That’s the core argument Trump made during the China trip, and it’s why chips were the one thing that didn’t get a deal.
*What Trump said publicly:*
“Move chip production to America NOW.” He tied it directly to Taiwan risk and said Xi is “waiting for the right moment.” The public message was: you can’t run the global economy on 90% of advanced chips coming from a 100-mile flashpoint.
*Why he’s worried:*
- *TSMC makes ∼90% of sub-7nm chips* globally. Nvidia, Apple, AMD, Qualcomm all depend on it.
- *Geography*: Taiwan is 100 miles off Fujian. No other choke point in tech is that concentrated and that exposed.
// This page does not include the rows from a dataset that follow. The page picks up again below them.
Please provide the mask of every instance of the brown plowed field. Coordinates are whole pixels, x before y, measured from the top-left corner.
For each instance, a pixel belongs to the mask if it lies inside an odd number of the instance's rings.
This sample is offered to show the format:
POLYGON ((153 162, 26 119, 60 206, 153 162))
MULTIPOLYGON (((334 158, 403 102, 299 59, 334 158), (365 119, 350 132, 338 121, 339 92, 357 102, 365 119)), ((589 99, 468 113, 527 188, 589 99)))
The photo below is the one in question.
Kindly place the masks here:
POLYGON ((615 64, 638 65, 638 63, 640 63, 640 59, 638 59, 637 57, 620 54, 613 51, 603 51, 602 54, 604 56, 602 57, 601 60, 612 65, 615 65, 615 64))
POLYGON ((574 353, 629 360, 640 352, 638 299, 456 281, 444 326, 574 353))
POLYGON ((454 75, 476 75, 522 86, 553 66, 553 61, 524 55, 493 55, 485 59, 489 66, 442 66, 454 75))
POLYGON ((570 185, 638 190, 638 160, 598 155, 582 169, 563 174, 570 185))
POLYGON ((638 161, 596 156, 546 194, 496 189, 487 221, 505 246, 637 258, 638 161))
- *Wall Street pricing*: Markets are pricing TSMC like it’s Intel in Ohio. No Taiwan risk premium.
*What actually happened on chips in Beijing:*
No breakthrough. US kept H200 export controls but approved them for China with a license. China didn’t budge on rare earths for chip gear. Trump left with Boeing orders, not a chip deal.
*What’s already moving:*
1. *CHIPS Act 2.0*: TSMC, Samsung, Intel are building fabs in Arizona, Texas, Ohio. But even with $52B in subsidies, US won’t hit 30% of advanced capacity until 2028-2030.
2. *“Friendshoring”*: US is pushing Japan, Korea, Netherlands to restrict ASML/EUV exports to China.
3. *Supply chain redundancy*: Apple and Nvidia are dual-sourcing to TSMC Arizona and Samsung Korea, but it’s years out.